Enhanced thermoelectric properties and electronic structures of p-type BiCu1−xAgxSeO ceramics

The thermoelectric properties and electronic structures were investigated on p-type BiCu1-xAgxSeO (x=0, 0.02, 0.05, 0.08) ceramics prepared using a two-step solid state reaction followed by inductively hot pressing. All the samples consist of single BiCuSeO phase with lamella structure and no preferential orientation exists in the crystallites. Upon replacing Cu+ by Ag+, maximum values of electrical conductivity of 36.6 S cm−1 and Seebeck coefficient of 350 μV K−1 are obtained in BiCu0.98Ag0.02SeO and BiCu0.92Ag0.08SeO, respectively. Nevertheless, a maximum power factor of 3.67 μW cm−1K−2 is achieved for BiCu0.95Ag0.05SeO at 750 K owing to the moderate electrical conductivity and Seebeck coefficient.
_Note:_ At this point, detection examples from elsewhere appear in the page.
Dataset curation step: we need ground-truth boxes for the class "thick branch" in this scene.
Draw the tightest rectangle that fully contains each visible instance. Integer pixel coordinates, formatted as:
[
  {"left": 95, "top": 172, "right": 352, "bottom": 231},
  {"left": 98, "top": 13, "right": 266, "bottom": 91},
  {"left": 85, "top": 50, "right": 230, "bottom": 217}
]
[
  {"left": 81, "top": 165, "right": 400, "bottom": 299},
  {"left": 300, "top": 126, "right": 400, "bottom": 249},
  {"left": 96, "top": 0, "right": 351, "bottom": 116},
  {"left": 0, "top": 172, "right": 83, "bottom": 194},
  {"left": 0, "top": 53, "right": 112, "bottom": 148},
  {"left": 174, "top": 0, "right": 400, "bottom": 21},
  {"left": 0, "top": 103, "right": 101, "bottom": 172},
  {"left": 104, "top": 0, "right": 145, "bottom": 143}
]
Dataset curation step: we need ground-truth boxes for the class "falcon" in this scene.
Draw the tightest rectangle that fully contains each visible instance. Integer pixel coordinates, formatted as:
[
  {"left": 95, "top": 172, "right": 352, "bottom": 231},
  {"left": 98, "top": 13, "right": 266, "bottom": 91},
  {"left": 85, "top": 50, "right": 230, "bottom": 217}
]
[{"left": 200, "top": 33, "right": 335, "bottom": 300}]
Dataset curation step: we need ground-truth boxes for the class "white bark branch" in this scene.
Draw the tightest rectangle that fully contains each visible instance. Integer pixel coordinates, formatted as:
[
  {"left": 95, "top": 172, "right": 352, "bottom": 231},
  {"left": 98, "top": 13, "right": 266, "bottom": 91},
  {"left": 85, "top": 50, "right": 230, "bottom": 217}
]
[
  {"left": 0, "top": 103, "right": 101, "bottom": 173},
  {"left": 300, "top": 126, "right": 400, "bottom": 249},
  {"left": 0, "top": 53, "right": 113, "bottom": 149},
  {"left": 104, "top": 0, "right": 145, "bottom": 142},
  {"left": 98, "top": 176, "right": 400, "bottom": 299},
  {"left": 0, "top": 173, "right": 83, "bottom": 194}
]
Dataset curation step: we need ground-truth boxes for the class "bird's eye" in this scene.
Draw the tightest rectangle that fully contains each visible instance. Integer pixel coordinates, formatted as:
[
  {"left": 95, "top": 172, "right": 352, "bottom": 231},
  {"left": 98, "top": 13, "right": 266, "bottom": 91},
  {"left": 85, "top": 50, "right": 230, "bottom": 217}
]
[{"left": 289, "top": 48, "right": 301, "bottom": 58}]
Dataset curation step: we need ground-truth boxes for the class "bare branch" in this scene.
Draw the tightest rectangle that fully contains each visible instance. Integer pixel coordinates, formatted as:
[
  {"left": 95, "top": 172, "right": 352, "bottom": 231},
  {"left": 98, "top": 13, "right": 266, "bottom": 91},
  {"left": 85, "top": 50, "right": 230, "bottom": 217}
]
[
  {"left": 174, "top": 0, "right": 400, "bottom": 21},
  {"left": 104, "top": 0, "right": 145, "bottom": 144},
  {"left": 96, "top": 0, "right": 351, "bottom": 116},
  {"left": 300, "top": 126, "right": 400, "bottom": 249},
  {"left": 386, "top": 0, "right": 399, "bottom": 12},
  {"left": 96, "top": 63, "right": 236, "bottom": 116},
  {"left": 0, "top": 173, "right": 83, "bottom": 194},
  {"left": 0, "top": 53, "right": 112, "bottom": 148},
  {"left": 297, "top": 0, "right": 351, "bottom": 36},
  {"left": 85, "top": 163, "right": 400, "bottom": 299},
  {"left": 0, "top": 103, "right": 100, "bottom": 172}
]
Simultaneously, this oxyselenide exhibits a thermal conductivity as low as 0.38 W m−1 K−1 and a high ZT value of 0.72 at 750 K, which is nearly 1.85 times as large as that of the pristine BiCuSeO. The enhancement of thermoelectric performance is mainly attributed to the increased density of states near the Fermi level as indicated by the calculated results.